Whitchurch–Stouffville is a municipality in the Greater Toronto Area of Ontario, Canada, approximately 50 kilometres north of downtown Toronto, and 55 kilometres north-east of Toronto Pearson International Airport. It is 206.41 square kilometres in size, and located in the mid-eastern area of the Regional Municipality of York on the ecologically sensitive Oak Ridges Moraine. Its motto since 1993 is “country close to the city”.
The Town of Whitchurch–Stouffville consists of several distinct communities and the intermediary countryside. The largest urban area is the community of Stouffville proper (2011 pop. 24,866), while other communities in the larger town include Ballantrae, Bethesda, Bloomington, Cedar Valley, Gormley, Lemonville, Lincolnville, Musselman’s Lake, Pine Orchard, Pleasantville, Preston Lake, Ringwood, Vandorf, Vivian, and Wesley Corners. The town is bounded by Davis Drive (York Regional Road 31) in the north, York-Durham Line (York Regional Road 30) in the east, and Highway 404 in the west. The southern boundary conforms with a position approximately 200 metres north of 19th Avenue (York Regional Road 29), and is irregular due to the annexation of lands formerly part of Markham Township in 1971.

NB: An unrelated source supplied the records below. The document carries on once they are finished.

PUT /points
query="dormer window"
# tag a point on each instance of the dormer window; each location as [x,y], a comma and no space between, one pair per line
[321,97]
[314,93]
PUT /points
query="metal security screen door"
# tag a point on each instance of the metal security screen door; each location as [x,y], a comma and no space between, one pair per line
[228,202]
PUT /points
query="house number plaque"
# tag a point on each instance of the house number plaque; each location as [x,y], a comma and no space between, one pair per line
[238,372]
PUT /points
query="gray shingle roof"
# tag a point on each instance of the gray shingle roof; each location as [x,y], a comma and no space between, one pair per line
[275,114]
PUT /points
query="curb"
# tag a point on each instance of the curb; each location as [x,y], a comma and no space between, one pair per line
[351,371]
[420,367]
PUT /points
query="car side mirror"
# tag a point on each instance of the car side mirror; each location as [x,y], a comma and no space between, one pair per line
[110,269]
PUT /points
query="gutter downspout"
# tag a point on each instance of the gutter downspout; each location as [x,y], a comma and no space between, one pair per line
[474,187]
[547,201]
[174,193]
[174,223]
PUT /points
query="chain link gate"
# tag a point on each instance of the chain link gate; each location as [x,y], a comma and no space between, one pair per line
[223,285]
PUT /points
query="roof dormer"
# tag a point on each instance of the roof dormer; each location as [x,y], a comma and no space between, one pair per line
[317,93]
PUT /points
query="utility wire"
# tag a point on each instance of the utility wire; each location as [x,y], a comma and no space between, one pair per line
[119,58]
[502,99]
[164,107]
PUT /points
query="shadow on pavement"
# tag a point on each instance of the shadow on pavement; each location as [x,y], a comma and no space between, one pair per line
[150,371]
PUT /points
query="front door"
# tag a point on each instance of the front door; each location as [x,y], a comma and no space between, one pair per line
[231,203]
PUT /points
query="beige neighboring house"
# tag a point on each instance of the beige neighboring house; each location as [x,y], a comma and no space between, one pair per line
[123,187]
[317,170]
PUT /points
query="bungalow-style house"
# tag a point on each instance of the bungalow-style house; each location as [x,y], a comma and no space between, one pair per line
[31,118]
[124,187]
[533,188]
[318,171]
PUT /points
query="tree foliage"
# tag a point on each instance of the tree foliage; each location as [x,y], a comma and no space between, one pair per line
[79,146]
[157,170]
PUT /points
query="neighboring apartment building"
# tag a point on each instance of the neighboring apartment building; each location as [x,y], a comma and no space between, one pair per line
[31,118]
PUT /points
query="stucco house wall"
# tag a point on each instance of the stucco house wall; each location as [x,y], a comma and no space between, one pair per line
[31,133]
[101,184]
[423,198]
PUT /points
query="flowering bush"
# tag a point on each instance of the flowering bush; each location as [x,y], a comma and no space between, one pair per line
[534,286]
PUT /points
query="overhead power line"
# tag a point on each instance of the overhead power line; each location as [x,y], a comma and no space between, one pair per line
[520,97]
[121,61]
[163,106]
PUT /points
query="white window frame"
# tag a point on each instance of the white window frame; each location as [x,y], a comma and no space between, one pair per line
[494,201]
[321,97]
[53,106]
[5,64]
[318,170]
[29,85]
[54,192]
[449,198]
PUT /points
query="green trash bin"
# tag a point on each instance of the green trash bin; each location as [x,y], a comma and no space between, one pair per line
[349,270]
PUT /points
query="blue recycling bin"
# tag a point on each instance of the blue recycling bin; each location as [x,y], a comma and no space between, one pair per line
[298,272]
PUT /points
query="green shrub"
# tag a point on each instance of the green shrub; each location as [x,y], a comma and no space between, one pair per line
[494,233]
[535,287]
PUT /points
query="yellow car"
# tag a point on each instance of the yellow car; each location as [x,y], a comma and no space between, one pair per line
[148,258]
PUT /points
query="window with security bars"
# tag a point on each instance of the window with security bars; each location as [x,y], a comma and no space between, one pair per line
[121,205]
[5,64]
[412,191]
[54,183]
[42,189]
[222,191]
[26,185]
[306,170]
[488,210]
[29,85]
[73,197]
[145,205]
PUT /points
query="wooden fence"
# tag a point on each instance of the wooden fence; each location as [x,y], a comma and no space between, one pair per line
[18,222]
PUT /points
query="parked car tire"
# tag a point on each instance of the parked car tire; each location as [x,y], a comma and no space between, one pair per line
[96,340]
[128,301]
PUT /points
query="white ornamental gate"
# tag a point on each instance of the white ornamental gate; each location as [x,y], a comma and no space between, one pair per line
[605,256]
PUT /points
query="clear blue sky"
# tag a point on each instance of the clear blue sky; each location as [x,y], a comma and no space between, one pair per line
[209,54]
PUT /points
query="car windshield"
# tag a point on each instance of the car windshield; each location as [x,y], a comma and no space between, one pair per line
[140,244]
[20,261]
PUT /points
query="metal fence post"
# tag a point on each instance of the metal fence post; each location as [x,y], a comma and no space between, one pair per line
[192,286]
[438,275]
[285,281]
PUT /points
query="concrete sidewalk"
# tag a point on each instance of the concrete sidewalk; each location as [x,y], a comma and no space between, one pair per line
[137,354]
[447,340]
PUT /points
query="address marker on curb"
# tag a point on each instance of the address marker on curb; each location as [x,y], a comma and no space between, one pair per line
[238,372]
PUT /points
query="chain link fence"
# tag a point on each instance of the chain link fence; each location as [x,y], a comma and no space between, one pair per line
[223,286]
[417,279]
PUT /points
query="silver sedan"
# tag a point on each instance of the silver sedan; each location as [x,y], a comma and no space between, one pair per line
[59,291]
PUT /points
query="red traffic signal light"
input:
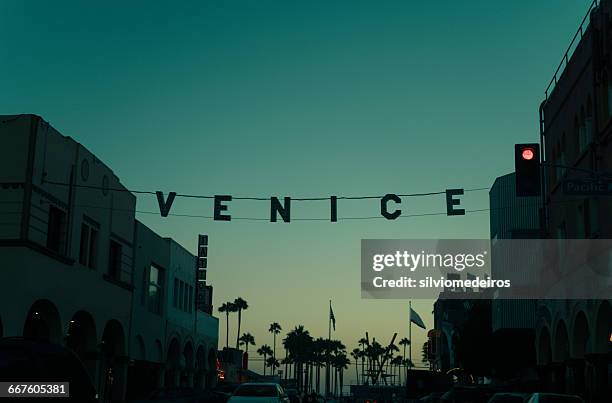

Between 2006 and 2011, the town grew 54.3%, making it the third fastest growing municipality in Canada. Over a decade, the number of private dwellings jumped 78% from 7,642 in 2001, to 13,614 in 2011, with an average of 2.76 people per private dwelling. The town projects a total population of 46,385 by mid-year 2015; 55,800 by 2021, and 60,600 in 2031, with 97% of the growth within the urban boundaries of the Community of Stouffville.
Future growth is governed provincially by the Oak Ridges Moraine Conservation Act (2001), the Greenbelt Protection Act (2005) and the Places to Grow Act (2005). The intent of these statutes is to prevent urban sprawl on environmentally sensitive land and to accommodate future growth in approved settlement areas only. Consequently, Whitchurch–Stouffville’s future growth is planned as “sustainable development”, largely within the boundaries of urban Stouffville alone, which reflects the vision of “small town tradition between the country and the city”.